The Wumpus Information Retrieval System – File system search

Author: Stefan Buettcher (stefan@buettcher.org)
Last change: 2005-05-14

Wumpus can be used as a file system search engine for Linux. Before you can use Wumpus as a file system search engine, you first need to do two things:
  1. Build a Linux kernel with file system change notification enabled. At the moment, only fschange is supported by Wumpus. Support for inotify is under development.
  2. Start a web server (e.g. Apache) that is configured to support PHP.
After you have installed the new Linux kernel with file change notification support and restarted your system, make sure that the notificaton service is running. For fschange, you can do this by executing "cat /proc/fschange" as root. For inotify, use the inotify-utils package provided by the inotify developer.

Before you can actually use the system, you need to do two more things:
  1. Edit the wumpus.cfg configuration file in the Wumpus main directory. Change the TCP_PORT configuration variable to the port that you want Wumpus' TCP server to listen on. Change the INDEXABLE_FILESYSTEMS variable so that it reflects your local file system. Wumpus will only index files that are below one of the mount points given here.
  2. Edit the config.php file in wumpus/php so that it is consistent with the TCP port specified in wumpus.cfg (this means changing the value of "$port"). Then copy all files found in wumpus/php into a directory that can be accessed through the web server, e.g. /var/www/html/wumpus or ~/public_html/wumpus).
After you have started Wumpus in file system search mode by executing bin/fssearch, you should be able to to access the index through the PHP scripts. Wumpus will automatically start an exhaustive file system scan. The time between two such scans can be specified using the TIME_BETWEEN_FS_SCANS configuration variable.

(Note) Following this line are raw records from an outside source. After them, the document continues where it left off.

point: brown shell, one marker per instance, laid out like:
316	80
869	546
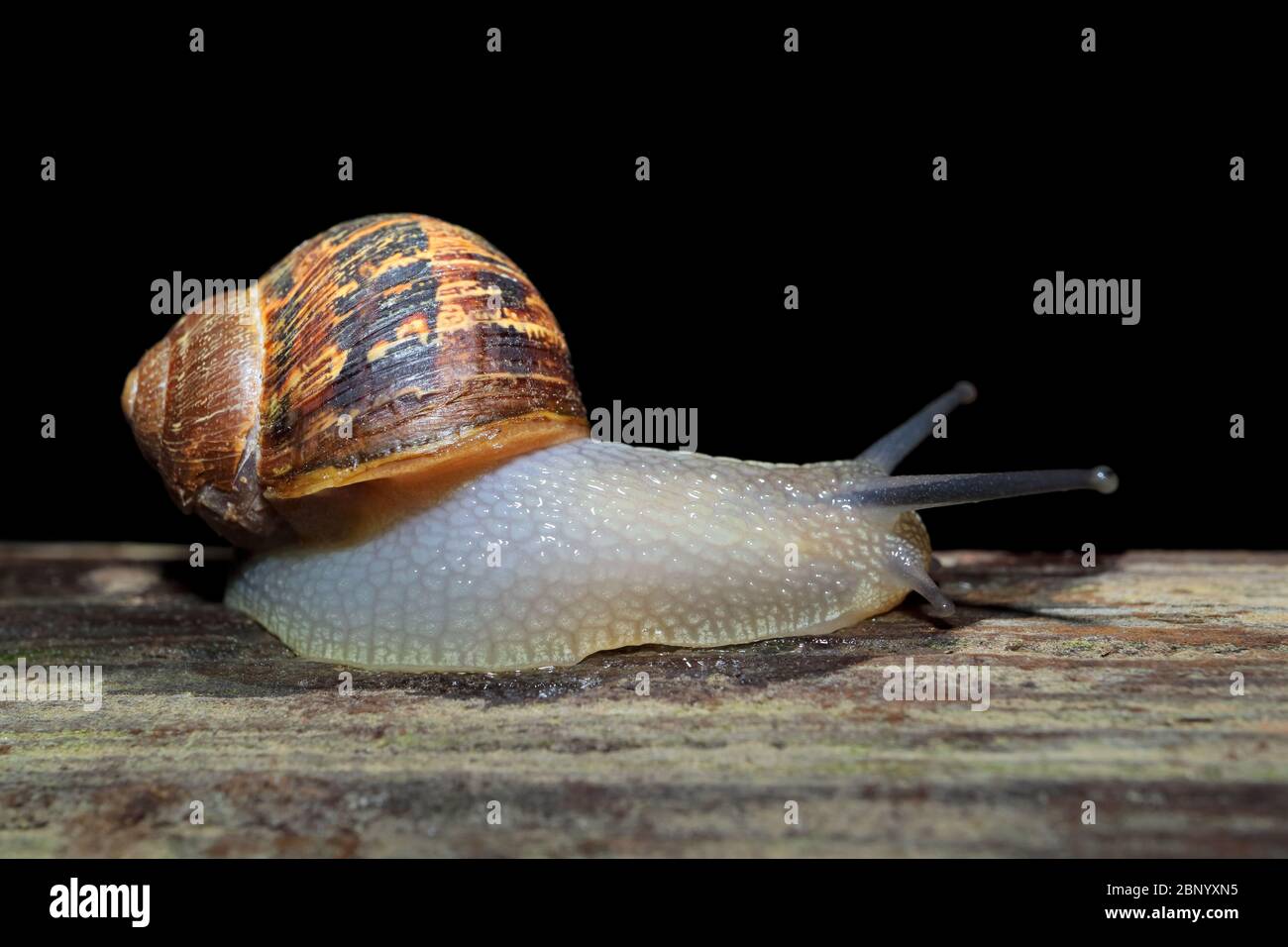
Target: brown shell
416	338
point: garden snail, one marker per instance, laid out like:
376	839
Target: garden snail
397	425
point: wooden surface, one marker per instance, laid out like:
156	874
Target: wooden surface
1108	684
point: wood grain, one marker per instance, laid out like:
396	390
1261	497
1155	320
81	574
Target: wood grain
1108	684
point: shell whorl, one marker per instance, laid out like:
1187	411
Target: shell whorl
385	346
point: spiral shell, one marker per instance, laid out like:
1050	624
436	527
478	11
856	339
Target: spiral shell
384	347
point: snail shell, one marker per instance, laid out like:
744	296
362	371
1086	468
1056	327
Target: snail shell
399	403
384	347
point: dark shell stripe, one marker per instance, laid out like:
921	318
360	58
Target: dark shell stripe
417	331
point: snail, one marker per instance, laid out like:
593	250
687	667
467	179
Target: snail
395	428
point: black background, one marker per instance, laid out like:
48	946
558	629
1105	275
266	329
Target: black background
767	169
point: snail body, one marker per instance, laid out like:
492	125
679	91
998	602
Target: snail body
468	522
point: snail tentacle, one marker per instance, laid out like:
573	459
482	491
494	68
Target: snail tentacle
925	491
890	450
907	569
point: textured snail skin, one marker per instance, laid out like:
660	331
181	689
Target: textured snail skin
593	547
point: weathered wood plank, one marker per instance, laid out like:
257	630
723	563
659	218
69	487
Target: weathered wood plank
1108	684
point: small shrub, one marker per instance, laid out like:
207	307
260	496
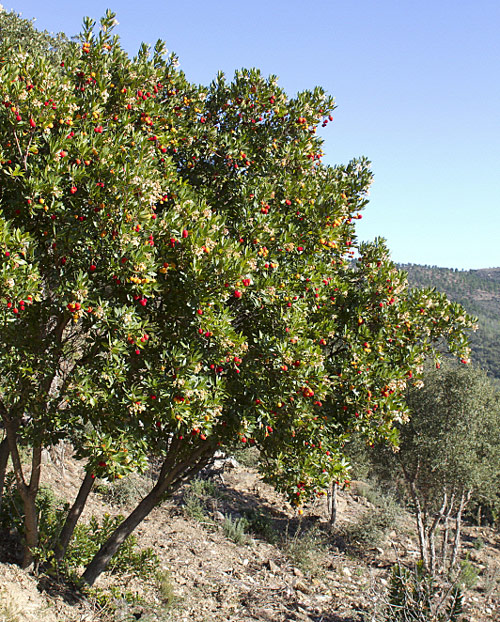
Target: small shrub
468	575
373	526
200	499
248	456
261	525
306	550
478	543
416	596
166	589
125	492
235	529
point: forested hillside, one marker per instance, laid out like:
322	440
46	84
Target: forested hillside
479	292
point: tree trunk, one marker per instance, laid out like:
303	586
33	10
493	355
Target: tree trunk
422	539
332	503
4	459
28	492
171	476
73	517
458	523
446	533
28	495
432	532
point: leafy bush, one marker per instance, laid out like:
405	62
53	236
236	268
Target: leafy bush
88	539
261	525
124	492
306	550
200	499
415	596
235	529
374	525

Wumpus automatically reacts to file system mounts and umounts by creating or releasing indices under the respective mount points. Per-file-system indices will be created under each mount point defined in the configuration file. The index for the "/" file system, for example, will be found in "/.indexdir/".

Please note that you might have to run umount twice in order to unmount a given file system. This is because when you run it first, Linux cannot unmount the file system, since Wumpus has still open files. However, it notices that an unmount was requested. Thus, when you run umount the second time, it should be successful.